当他们在某一处留下自家的特殊标记,意思就是告诉别的土匪,最近这片区域,是自己在活动,先来先得,旁人别过来争抢。

还有时候,他们想召集同行办什么事,会利用这些记号来传达消息。

在山阳郡的时候,这类能打出名头的老匪,自家老巢都经营多年,外围常布置许多警戒、误导、陷阱,使外人很难仅凭一本暗记册子,摸到他们窝点之中,否则的话,只要一本绿林宝典落在大仇家手里,土匪们都睡不好觉了。

可只要懂得辨识暗记,至少能够确定对应的那股土匪,最近的活动范围。

如今他们虽然换了地方,远离老巢,可却因称得上是集体迁移,这些土匪间墨守成规的东西,已成为一种根深蒂固的习惯,不能轻易改变。

看了宝典之后,苏寒山闭目回忆,就发现,这伙山洞土匪,原来也在城中、林间,留下过代表他们自己的标记。

只是当时他全然不懂,仅以为是一些被动物碰过的石头、树枝,偶见些乱中有序的划痕,还伪装的像是兽爪痕迹。

如若当时他已经能够辨识暗记,以他的敏锐,恐怕能早两三天圈定这伙土匪的位置。

“看来咱们还得进城。”

天蒙蒙亮的时候,苏寒山合上了手里的宝典,确定了接下来的行动方针。

雪岭郡所有的县,全部都是地广人稀,山多城少,要直接在山里找土匪是很麻烦的。

苏寒山之前是先在城里打听过消息,又全力运功,拔升五感,没有放过一丝一毫的蛛丝马迹,还有不小的运气因素,才能找到这个山洞土匪窝。
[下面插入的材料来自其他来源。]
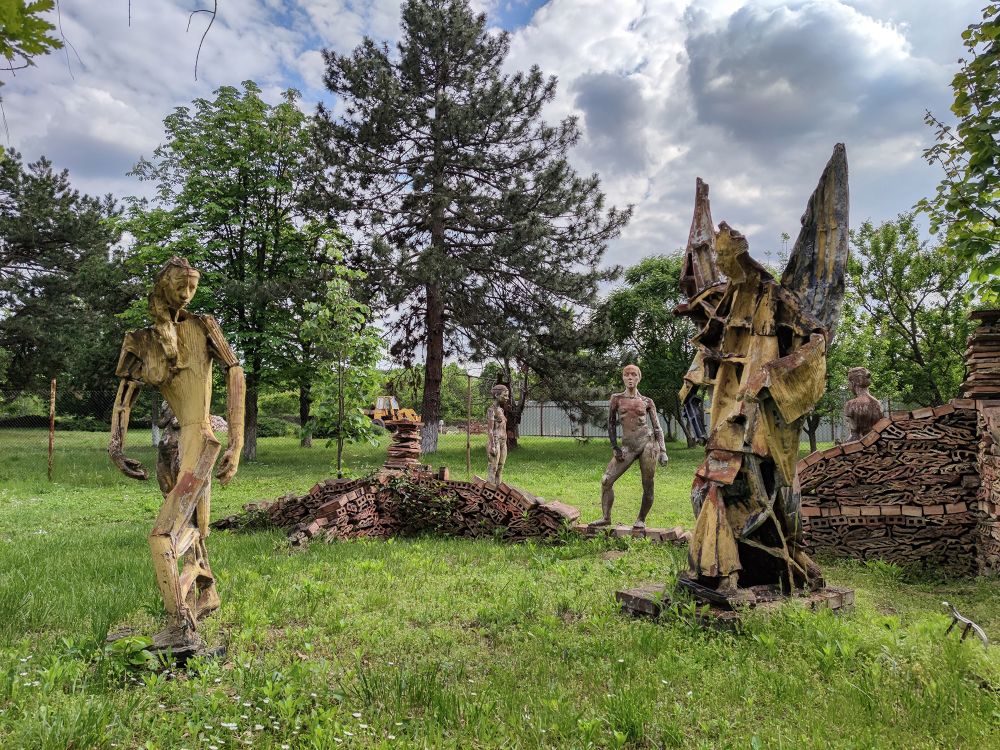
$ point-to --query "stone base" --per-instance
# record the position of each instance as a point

而现在懂了这些宝典暗记,绿林规矩,再去城里,就不仅仅是能打听一些似是而非、散乱难辨的作案消息了。

苏寒山等人,大可以自己去搜寻有无各路土匪相关的记号。

以最近几个月所听说的,各路土匪作案之频繁来讲,他们只要装成乞丐,进城游荡,就有很大的概率,发现土匪往日劫掠前,留下的暗记,甚至可能遇到正在制作暗记的人。

到时候顺藤摸瓜,岂不妙哉?

“你们弄些东西来吃,吃完了之后,我们就在这里睡一觉,好好恢复体力,然后再动身。”

苏寒山看众人忙了整夜,清理尸体,整理货物,也都累了,就干脆让他们借这个山洞,避一避山间清晨的寒气。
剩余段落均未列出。